9. Tutorials¶

9.1. What is it?¶

iCOMIC (Integrating Context Of Mutation In Cancer) is an open-source, standalone tool for genomic data analysis characterized by a Python-based Graphical User Interface, automated bioinformatics pipelines for analyzing Whole genome/exome and transcriptomic data along with Machine Learning tools, cTaG and NBDriver for cancer related data analysis. It serves as a point and click application facilitating genomic data analysis accessible to researchers with minimal programming expertise. iCOMIC takes in raw sequencing data in FASTQ format as an input, and outputs insightful statistics on the nature of the data. iCOMIC toolkit is embedded in Snakemake, a workflow management system and is characterized by a user-friendly GUI built using PyQt5 which improves its ease of access. The toolkit features many independent core workflows in both whole genomic and transcriptomic data analysis pipelines.

9.2. Prerequisites:¶

Linux/Windows/Mac (MacOS v10.15.5 or above) platform
Python 3.6 and above
Miniconda
iCOMIC package downloaded from GitHub

9.3. Conda Installation¶

The entire source code for the tool is available at this link

Create an environment and install the dependencies associated with iCOMIC by using the following command:

$ cd iCOMIC-main
$ conda env create -f icomic_env.yml  #for Linux users
$ conda env create -f icomic_env_mac.yml  #for MacOS users
$ conda activate icomic_env
$ pip install -e icomic #for the first time only
$ cd icomic #path/to/icomic directory
$ icomic
$ conda deactivate #after completing the analysis

9.4. Testing¶

The user can test the iCOMIC pipeline using the demo data, reference genome, known variants file, annotation file to run DNA-Seq, RNA-Seq, cTaG and NBDriver provided in this link.

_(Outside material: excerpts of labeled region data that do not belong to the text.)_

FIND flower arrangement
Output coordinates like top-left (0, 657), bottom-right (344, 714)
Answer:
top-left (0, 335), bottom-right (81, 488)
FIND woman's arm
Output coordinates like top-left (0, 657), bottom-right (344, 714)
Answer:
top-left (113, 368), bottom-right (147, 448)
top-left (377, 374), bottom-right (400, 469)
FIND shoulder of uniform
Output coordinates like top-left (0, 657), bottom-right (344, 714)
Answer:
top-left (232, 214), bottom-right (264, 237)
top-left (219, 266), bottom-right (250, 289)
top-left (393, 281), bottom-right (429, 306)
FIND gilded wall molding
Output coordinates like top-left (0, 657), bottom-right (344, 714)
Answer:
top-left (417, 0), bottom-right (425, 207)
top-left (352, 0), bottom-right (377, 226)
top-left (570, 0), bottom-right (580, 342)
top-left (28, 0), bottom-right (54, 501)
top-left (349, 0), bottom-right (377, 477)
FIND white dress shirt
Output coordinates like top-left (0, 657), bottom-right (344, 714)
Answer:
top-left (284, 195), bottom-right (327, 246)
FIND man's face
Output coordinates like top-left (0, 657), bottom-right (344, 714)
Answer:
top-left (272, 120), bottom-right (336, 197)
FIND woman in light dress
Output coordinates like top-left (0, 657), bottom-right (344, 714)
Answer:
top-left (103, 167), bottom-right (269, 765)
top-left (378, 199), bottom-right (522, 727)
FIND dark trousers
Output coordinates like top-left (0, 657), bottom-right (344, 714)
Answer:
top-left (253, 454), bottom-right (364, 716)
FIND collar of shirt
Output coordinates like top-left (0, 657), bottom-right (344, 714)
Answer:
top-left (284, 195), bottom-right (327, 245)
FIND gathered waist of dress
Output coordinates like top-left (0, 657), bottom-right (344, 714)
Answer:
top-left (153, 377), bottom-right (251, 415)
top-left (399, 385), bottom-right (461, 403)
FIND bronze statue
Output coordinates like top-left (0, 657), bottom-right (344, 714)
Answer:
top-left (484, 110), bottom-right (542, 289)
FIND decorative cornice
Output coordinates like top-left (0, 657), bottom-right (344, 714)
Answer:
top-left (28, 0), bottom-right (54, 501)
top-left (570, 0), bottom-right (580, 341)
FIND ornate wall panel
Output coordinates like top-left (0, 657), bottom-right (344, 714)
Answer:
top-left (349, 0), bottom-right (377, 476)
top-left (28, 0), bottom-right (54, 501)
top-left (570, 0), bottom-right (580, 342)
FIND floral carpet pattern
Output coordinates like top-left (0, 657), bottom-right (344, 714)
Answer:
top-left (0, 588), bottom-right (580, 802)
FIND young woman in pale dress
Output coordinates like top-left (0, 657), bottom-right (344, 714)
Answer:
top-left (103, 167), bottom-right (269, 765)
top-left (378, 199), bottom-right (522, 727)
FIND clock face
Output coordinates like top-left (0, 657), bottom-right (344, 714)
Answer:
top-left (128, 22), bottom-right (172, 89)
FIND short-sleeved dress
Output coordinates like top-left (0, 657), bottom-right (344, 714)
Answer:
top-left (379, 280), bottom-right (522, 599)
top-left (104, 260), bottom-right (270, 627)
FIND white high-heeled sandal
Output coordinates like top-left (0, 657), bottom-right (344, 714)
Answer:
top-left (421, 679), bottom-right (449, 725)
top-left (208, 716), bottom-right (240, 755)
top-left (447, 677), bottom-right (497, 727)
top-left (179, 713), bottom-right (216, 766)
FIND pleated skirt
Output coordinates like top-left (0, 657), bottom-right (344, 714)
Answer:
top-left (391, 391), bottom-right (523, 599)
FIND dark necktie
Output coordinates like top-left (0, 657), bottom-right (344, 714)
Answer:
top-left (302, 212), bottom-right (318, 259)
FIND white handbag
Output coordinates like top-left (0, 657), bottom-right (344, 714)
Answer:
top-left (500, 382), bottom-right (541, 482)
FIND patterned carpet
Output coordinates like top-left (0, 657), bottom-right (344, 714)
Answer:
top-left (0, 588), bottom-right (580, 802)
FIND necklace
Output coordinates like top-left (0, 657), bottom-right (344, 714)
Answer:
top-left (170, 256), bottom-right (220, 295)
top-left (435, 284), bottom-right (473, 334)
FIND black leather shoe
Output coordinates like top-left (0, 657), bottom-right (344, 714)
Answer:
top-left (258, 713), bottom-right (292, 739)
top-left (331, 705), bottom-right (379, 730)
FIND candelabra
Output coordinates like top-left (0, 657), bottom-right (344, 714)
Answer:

The path to the respective samples are:

DNA samples - dna_germline_samples or dna_somatic_samples
RNA samples - rna_samples
cTaG - variants.maf
NBDriver - NBDriver_vcf.vcf

After downloading and creating the environment to run iCOMIC, open iCOMIC GUI by simply typing ‘icomic’ in the terminal and then follow the steps provided below:

DNA-Seq¶

Germline variant calling

Click upload from Table
Sample table path - dna_germline_samples/unit_samples.tsv

NOTE:Edit the paths inside the tsv file before uploading.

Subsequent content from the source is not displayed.